¿Y si los artistas nunca más se metieran en política?
“Callar no es neutral: es ceder el presente y regalar el futuro”.
Por estos días, muchos artistas miran a su alrededor y sacan la misma conclusión: ni cagando me meto en política o voy a salir perdiendo. Esa sensación se ha instalado casi como una nueva regla: mejor callar, no arriesgar nada y concentrarse en lo de uno. ¿Pero qué pasaría si ese sentimiento se generaliza? ¿Si todos los artistas guardaran silencio y se mantuvieran al margen para protegerse?
Lo primero es que otros escribirían la historia por ellos. Al darle voz a la sensibilidad colectiva, los artistas son sus principales articuladores. Si deciden no decir nada, dejan el espacio libre para que la narrativa la definan los mismos de siempre: la élite a través de los medios de comunicación y de los partidos políticos. Una sociedad que pierde la visión artística no se vuelve más ordenada, sino más vulnerable. Y el arte que renuncia a interpretar su época al final es pura decoración.
Después pasaría algo peor. El silencio se volvería aliado del poder, y el poder no quiere que las cosas cambien.

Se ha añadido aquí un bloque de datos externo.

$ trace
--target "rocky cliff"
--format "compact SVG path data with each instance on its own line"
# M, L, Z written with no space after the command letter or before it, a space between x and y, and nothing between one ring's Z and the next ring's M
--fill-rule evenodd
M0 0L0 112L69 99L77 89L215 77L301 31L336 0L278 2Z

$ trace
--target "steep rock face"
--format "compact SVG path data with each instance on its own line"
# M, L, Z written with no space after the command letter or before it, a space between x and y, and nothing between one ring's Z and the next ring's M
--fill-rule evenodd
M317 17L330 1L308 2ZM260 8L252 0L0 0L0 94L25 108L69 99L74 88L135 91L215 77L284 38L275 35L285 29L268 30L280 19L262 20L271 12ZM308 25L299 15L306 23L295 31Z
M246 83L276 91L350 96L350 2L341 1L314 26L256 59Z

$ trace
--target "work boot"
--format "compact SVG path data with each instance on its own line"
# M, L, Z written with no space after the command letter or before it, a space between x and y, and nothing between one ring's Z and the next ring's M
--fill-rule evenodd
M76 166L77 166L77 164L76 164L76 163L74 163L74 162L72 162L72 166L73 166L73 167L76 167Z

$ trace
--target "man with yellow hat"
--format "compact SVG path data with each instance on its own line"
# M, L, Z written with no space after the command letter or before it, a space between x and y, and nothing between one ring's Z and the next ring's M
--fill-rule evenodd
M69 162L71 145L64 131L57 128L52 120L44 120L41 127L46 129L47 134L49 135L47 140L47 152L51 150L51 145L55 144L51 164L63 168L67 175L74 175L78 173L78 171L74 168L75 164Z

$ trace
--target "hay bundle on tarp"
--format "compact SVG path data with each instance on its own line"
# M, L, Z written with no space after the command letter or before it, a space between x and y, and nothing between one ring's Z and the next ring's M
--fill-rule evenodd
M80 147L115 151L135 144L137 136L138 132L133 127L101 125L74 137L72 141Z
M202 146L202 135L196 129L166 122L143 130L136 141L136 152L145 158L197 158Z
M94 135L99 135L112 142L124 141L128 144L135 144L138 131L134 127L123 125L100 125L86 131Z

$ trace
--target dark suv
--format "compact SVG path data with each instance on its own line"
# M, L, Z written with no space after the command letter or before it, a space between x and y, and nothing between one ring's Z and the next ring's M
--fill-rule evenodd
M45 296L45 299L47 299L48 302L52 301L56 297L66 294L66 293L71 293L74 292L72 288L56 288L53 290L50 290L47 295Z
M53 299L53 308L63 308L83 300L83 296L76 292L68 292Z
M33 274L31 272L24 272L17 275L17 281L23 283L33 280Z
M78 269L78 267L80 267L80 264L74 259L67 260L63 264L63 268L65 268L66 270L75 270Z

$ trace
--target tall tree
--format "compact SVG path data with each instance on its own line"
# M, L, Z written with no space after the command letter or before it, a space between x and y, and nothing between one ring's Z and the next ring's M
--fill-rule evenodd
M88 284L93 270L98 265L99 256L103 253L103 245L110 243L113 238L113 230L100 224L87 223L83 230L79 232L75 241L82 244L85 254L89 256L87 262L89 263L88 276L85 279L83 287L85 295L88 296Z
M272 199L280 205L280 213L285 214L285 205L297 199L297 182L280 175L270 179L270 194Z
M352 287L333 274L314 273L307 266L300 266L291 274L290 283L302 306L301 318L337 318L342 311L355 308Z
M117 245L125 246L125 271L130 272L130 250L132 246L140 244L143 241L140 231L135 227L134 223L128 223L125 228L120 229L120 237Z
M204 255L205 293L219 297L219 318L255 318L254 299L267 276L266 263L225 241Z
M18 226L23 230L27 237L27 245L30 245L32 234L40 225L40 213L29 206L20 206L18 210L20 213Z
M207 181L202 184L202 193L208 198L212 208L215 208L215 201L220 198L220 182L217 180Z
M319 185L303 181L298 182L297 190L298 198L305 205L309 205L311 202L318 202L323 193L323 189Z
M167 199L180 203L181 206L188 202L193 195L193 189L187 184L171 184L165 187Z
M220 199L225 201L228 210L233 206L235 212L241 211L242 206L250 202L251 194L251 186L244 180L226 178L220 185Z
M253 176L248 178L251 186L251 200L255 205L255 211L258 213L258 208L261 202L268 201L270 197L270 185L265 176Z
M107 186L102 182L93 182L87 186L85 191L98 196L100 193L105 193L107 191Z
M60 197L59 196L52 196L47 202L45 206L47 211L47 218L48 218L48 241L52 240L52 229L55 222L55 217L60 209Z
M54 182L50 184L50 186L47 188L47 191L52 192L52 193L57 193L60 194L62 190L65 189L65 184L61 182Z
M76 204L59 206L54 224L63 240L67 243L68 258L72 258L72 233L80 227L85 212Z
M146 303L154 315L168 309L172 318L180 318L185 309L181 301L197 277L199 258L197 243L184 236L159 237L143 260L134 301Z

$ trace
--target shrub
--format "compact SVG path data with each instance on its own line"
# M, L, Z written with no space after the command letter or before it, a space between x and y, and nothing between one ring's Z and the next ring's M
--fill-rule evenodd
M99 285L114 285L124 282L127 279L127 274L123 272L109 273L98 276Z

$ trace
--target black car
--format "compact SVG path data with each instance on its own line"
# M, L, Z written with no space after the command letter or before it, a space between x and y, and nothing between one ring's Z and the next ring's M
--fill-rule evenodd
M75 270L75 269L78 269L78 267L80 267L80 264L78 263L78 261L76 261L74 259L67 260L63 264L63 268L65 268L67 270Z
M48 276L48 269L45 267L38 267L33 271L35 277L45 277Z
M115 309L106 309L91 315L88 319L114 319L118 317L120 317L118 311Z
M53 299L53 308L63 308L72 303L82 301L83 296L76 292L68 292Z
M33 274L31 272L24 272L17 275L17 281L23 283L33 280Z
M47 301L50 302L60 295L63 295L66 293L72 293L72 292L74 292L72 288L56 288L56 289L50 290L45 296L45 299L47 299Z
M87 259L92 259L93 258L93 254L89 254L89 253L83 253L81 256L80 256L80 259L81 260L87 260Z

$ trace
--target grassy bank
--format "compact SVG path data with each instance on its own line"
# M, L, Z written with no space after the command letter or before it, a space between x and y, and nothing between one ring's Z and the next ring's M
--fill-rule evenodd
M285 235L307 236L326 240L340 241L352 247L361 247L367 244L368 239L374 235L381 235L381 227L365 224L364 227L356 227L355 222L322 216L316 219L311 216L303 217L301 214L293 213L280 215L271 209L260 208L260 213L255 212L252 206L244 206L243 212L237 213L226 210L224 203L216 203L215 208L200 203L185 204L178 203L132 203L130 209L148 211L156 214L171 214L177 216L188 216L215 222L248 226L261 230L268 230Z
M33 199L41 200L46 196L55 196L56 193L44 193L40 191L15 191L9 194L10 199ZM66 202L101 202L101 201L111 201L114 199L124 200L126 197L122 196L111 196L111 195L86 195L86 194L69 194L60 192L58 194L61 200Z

Para inclinar una época usualmente se necesita militancia, pero a veces solo basta con no estorbar. El statu quo respira aliviado cuando no hay artistas hablando sobre desigualdad, memoria, violencia o injusticia. Ese vacío de miradas hace que el poder esté en su salsa. Un pueblo sin relatos críticos es más fácil de administrar.
Si los artistas evitan cualquier discusión o comentario sobre política, la señal que se transmite es clara: lo público no les incumbe. En otras palabras, el individualismo absoluto como forma de vida se vuelve algo normal. La ausencia de postura terminaría funcionando como una especie de ejemplo a seguir. Yo solo me preocupo por mí, tú solo te preocupas de ti y el nosotros deja de existir por completo. Así todos nos vamos quedando más solos.
Luego viene el golpe a la memoria. Ninguna sociedad ha documentado sus momentos críticos solo con boletines oficiales. Hacen falta canciones. Pero si ningún artista habla de su época, el archivo colectivo desaparece. La memoria sobrevive porque los artistas transforman el dolor en signo: en letra y música. Sin ellos, lo que quedaría es un registro incompleto. Y lo que es peor: fácil de manipular.
También se dañaría una estructura crítica: el puente que conecta a las mayorías con ideas complejas a través del lenguaje de la música popular. Cuando los artistas se restan de la conversación, la política pierde a sus traductores emocionales y la gente pierde imágenes para entender el presente. La discusión pública se volvería un monólogo técnico demasiado aburrido como para que alguien pueda sentirlo como propio.
Con la desaparición de todas esas capas, el mercado buscaría llenar todos esos espacios. La sensibilidad social quedaría en manos del algoritmo, de las marcas y de la fantasía del “yo me salvo solo”. Todo lo colectivo se reduciría al mínimo: los sueños, el empuje, la cultura. La vida pública se limitaría a consumir desde un catálogo con opciones limitadas. El silencio de los artistas permite que lo nuestro deje de serlo y que solo exista lo mío y lo tuyo.
Finalmente, Chile perdería su brújula emocional. Si los artistas se callan, otras voces y otras fuerzas buscarían ocupar su lugar, pero sin cuestionar, sin incomodar y sin construir futuro. Y mientras los que podrían levantar memoria y activar conciencia se quedan en silencio, temerosos de opinar sobre política, el país avanzaría carente de norte, de relato colectivo y de resistencia. Callar no es neutral: es ceder el presente y regalar el futuro.